Little Flocker dialogue

Little Flocker is a recent addition to the macOS security arsenal. It’s author is Jonathan Ździarski, a well-known security expert (particularly in regards to iOS). Little Flocker, in Ździarski’s own words, is “like a firewall for your file system: It allows you to control access to your personal files and prevent unauthorized access by potentially malicious or snooping applications.”

“Little Flocker protects your files by integrating with the operating system on a low (kernel) level, and has capabilities higher than root, making it effective against a number of types of root kits and malware.”

In addition to network and file-system activity, there are a couple of other attack vectors we should monitor carefully:

Persistent Application Installations

Malware works best when it installs itself in a manner that allows it to be persistent (that is: it will re-spawn if terminated, and will run automatically upon a restart or cold boot). After all, what is the use of a rogue program if it only runs once?

Therefore, it behoves us to monitor those locations where persistent applications get a foothold, for example: the LaunchAgents and LaunchDaemons folders.

Block Block dialogue

Patrick Wardle’s BlockBlock does just that.
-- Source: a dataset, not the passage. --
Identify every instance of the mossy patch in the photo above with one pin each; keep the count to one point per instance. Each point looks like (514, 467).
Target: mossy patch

“Once installed, BlockBlock will begin running and will be automatically started any time you restart your computer, thus providing continual protection. If anything installs a persistent piece of software, BlockBlock will display an informative alert.”

“If you do not trust the process or persisted component, simply click the ‘Block’ button to remove, or block, the installed component. Of course, if the process and component are legitimate (e.g. trusted OS or 3rd-party software), clicking ‘Allow’ will instruct BlockBlock to take no action. Click the ‘remember’ checkbox to tell BlockBlock to automatically re-perform the same action (block or allow) for the same event, until the next reboot.”

Webcam and Microphone Access

Laptop computers have had integrated webcams and microphones for years now. These are fantastic peripherals to have available and make it possible for us to FaceTime or Skype our friends and family, amongst other things.

But, think about it, they also mean we have potentially bugged our own homes and offices. If a bad actor can surreptitiously turn on the microphone or camera, then she has unrestricted access to just about everything we say or do. That’s a scary thought.

Our webcams generally have interlocked LED indicators that tell us when the camera is active,1 but our microphones have nothing.

OverSight microphone active notification

Once again it is Patrick Wardle who comes to our rescue, with his free-of-charge OverSight application. OverSight monitors microphone and camera usage and produces actionable notifications of the their activity, allowing us to allow or block the process that is using them.

Uniquely, Oversight is clever enough to recognise when a rogue process hijacks a legitimate camera stream (for example, when the NSA records your video chat with your mother).

There’s No Magic Bullet

While this collection of software can assist us in protecting our Macs from attack, we have to remember that the landscape of computer and network security is multi-faceted and complex. No single package or process can guarantee the integrity of our machines. We must remain ever vigilant and cautious, along with exercising good opsec procedures. Never blindly trust security software, the bad guys know about them too and they work around the clock to bypass them.